The East Merthyr Reclamation Scheme is in the middle, flanked by Merthyr Tydfil in the West and Rhymney in the East.

So if the Authorities in South Wales are thinking of building a station on this line at Nelson, are they thinking of reopening this line after the scheme has finished extracting coal, as a second rail route to Merthyr Tydfil?

Coming back down the mountain from Merthyr, the first possible station from my list of possible stations is Bedlinog.

This Google Map shows the rail line going through the village.

Bedlinog And The Railway

Bedlinog And The Railway

Note that Bedlinog already has a Railway Inn.

After Bedlinog, the next one on the list is Trelewis. This is the Google Map

Trelewis And The Railway

Trelewis And The Railway

The railway goes between the Primary School and the Kigdom Hall.

And then it’s back to where I started this quest at Nelson, of which this is the Google Map.

Nelson And The Railway

Nelson And The Railway

The railway then goes South-East to join the Rymney Line at Ystrad Mynach station.

Trains For The Route

The task of hauling empty wagons up the mountain is not to much for a Class 66 locomotive, so I suspect that a multiple unit could be designed to handle a route like this, of which there are several in the Cardiff Valley Lines.

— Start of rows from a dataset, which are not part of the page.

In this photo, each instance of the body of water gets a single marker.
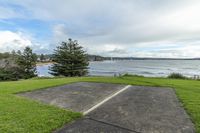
(149, 68)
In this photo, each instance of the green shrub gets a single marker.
(176, 76)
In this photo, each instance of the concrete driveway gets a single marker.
(112, 108)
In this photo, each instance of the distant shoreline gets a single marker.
(43, 63)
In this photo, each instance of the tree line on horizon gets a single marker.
(69, 60)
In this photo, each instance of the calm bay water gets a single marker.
(150, 68)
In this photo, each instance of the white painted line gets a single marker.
(105, 100)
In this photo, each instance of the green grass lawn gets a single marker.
(22, 115)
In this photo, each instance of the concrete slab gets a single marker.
(78, 97)
(145, 110)
(92, 126)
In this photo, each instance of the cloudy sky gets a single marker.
(139, 28)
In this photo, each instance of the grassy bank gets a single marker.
(23, 115)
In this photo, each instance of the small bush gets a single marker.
(176, 76)
(131, 75)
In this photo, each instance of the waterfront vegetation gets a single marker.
(24, 115)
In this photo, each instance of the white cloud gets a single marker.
(122, 27)
(11, 40)
(18, 41)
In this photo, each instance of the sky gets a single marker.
(133, 28)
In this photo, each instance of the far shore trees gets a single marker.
(69, 60)
(18, 65)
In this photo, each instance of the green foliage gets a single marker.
(27, 63)
(70, 60)
(42, 57)
(176, 76)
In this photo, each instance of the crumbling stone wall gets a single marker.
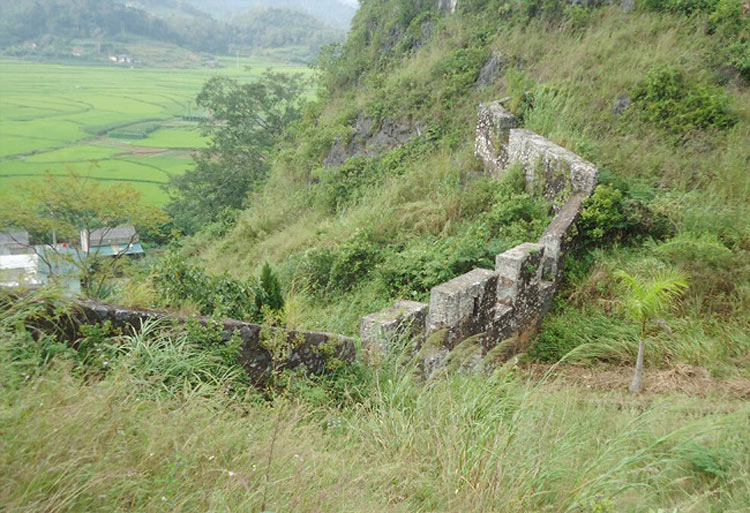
(493, 133)
(499, 308)
(311, 350)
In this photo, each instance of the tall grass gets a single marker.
(465, 443)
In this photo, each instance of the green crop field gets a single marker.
(111, 122)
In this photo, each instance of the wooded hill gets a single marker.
(54, 28)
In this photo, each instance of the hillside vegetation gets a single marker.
(374, 194)
(657, 97)
(96, 29)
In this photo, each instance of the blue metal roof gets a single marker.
(117, 249)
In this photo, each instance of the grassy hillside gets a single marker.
(149, 421)
(349, 239)
(657, 97)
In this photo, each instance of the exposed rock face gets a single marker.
(493, 132)
(367, 141)
(491, 71)
(310, 350)
(493, 313)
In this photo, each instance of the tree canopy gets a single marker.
(246, 121)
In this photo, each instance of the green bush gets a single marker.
(328, 271)
(668, 99)
(680, 6)
(177, 281)
(614, 213)
(268, 294)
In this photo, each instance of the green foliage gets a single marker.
(178, 282)
(247, 121)
(330, 272)
(616, 213)
(647, 298)
(681, 6)
(460, 69)
(268, 294)
(712, 462)
(678, 105)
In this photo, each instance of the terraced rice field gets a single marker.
(114, 123)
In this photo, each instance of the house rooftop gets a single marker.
(14, 243)
(108, 236)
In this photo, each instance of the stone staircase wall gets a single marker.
(503, 307)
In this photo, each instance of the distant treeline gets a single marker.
(28, 24)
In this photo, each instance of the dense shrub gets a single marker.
(671, 101)
(268, 294)
(177, 282)
(328, 271)
(615, 213)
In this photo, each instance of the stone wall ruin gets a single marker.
(493, 313)
(309, 350)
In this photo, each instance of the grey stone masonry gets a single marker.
(516, 269)
(493, 131)
(501, 309)
(309, 350)
(549, 168)
(404, 320)
(464, 306)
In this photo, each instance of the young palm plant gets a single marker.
(645, 300)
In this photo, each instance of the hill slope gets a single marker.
(656, 98)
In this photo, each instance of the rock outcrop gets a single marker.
(484, 310)
(367, 139)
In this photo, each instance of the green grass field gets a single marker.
(116, 123)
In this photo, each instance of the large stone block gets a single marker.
(493, 130)
(404, 320)
(550, 168)
(517, 269)
(463, 306)
(559, 233)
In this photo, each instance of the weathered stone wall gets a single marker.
(447, 5)
(500, 308)
(493, 132)
(310, 350)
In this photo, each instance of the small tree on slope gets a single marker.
(645, 300)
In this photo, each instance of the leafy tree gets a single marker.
(246, 122)
(645, 300)
(60, 208)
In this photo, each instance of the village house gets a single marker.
(40, 266)
(114, 242)
(14, 243)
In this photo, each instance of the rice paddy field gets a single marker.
(113, 123)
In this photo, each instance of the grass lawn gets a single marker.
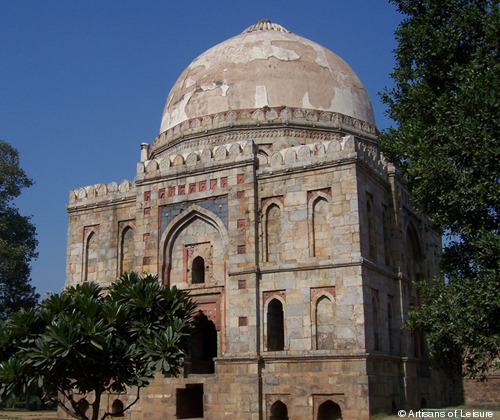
(466, 411)
(25, 415)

Either electric or diesel multiple units could probably manage the climbs, if they were designed for it, but would electreifying these routes be a feasible undertaking, given the difficulties of working on these busy lines.

But train technology is moving on and with the Class 319 Flex, we are getting close to having a true tri-mode train, with diesel, electric and battery power.

The Welsh Government have said they want new trains for these routes and I suspect engineers are working on a product tailored to run these routes efficiently.

So could we see a quad-mode train for the Valleys?

  • Four-car electrical multiple unit.
  • Onboard energy storage.
  • Perhaps even a small diesel generator for the difficult bits.
  • Gravity power, which the lines have in abundance, to use with regenerative braking to charge the batteries on the descent.
  • As modern trains can deploy pantographs automatically, some selective electrification could be added as the project develops.

I would also commit the ultimate heresy and use third-rail electrification on the steep parts at the heads of the valleys.

Consider.

  • Bombardier, Siemens and others make reliable dual-voltage trains.
  • Both electrification systems have their good and bad points.
  • It must be less intrusive and disruptive to install third-rail electrification.
  • Is overhead electrification more prone to weather damage?
  • Network Rail seem to be terribly accident-prone when it comes to overhead electrification.

In the end costs and overall reliability will decide.

But I do think sometimes, that Network Rail always chooses overhead electrification, even if third rail will be more reliable, less intrusive and more affordable.

But I’m sure that all the technology has now been proven to create a very efficient modern electric train to work the Valley Lines, which have been electrified using a great deal of innovation and common sense.